If Japan does not get specific, Channon said, "We will look to our GATT rights," referring to the General Agreement on Tariffs and Trade, the international system that regulates world trade. He refused to elaborate on that tactic, saying it would appear as if he were trying to "blackmail" Japan into taking action.

Channon appeared to be distinguishing Europe's position from that of the Reagan administration, which has eased pressures on Japan to open its markets in favor of Prime Minister Yasuhiro Nakasone's long-term program. This plan, accepted as a "historic" opening by the president during Nakasone's visit here earlier this month, would transform the Japanese economy to increase domestic demand and create as big a desire to import as the country now has to export.

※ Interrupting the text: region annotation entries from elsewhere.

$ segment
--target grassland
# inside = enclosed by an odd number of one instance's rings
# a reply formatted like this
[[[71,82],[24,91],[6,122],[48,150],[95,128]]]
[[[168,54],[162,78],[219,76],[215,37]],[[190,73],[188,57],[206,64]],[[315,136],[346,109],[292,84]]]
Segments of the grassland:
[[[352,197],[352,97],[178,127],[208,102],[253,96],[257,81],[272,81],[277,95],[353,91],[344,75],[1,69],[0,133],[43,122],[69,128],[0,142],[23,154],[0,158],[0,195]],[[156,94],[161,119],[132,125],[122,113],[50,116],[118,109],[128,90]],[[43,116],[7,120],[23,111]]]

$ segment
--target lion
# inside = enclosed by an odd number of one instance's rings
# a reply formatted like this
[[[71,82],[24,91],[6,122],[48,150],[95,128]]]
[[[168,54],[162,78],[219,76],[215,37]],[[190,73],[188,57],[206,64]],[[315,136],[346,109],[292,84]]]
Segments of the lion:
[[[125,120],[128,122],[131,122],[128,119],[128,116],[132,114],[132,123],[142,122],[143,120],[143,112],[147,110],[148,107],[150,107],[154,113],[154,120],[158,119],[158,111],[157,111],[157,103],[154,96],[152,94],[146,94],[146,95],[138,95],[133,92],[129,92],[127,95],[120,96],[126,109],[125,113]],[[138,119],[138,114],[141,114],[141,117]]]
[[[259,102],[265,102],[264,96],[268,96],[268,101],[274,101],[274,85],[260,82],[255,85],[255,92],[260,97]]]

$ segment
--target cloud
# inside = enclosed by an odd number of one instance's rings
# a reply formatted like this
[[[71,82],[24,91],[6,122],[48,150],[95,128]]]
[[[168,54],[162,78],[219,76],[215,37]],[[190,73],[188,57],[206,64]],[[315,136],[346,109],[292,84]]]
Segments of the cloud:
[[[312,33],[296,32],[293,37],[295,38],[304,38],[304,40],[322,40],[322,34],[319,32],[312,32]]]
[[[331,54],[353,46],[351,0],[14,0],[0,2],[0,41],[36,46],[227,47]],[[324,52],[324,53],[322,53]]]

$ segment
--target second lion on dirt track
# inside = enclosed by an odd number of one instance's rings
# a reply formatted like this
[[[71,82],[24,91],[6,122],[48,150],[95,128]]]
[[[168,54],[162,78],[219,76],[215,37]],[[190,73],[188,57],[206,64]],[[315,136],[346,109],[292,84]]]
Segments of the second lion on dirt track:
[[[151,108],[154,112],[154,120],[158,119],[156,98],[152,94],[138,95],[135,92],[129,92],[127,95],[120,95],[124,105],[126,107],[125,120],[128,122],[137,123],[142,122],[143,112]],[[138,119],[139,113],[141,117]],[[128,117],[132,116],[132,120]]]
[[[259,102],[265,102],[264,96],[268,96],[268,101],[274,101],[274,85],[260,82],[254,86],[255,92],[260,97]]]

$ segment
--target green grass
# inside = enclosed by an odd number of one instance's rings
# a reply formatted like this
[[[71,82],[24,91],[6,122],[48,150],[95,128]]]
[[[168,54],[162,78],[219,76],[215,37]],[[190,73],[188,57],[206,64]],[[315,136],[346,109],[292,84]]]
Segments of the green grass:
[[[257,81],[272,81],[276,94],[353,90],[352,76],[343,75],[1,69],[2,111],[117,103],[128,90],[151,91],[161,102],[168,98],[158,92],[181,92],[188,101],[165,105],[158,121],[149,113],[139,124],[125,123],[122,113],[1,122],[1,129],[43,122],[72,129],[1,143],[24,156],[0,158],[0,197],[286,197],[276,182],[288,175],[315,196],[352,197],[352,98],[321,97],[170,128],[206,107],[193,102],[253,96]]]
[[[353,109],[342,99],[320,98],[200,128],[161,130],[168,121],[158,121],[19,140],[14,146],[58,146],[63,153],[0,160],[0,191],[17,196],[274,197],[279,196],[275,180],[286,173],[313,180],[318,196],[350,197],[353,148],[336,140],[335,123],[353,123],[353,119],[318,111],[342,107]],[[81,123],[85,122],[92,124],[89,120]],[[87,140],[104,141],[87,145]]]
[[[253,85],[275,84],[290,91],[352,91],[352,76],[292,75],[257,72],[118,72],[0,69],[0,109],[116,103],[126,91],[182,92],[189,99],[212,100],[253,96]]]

But Channon pointed out that the proposal has run into increased political attack in Japan, where it does not even have the support of Nakasone's own party, and would take years to show results in terms of Japan's trade surplus with the rest of the world.

"There is a strong feeling in Great Britain and Europe that Japan's market is not open to manufactured imports in the same way as our markets are open to them," he said.

Channon said Japan has announced a number of programs to open its markets but never has revealed what it expects them to achieve. Because it has not revealed its targets, there is no way to judge the success of the programs, he argued.

He judged Japan's market-opening measures so far as "a modest start" that "isn't even visible on the ground. When I see a large number of American cars on the streets of Tokyo I will believe there is a start."

Channon's comments reflect an increasing hard line that Western Europe has taken on Japan's trading practices and its growing trade surpluses. The EC and Great Britain in the past have urged the Reagan administration to take joint actions with them against Japan, but have been rebuffed.

The EC representative to a GATT group planning for meetings to set new rules for world trade has suggested making the Japanese surpluses a central element of the trade talks. EC Ambassador Tran Van Thin, in a March speech, complained of one country that, "like a black hole, sucked all the benefits from GATT," to the detriment of the other members. Without naming Japan, he cited specifics that left no doubt he was referring to that country.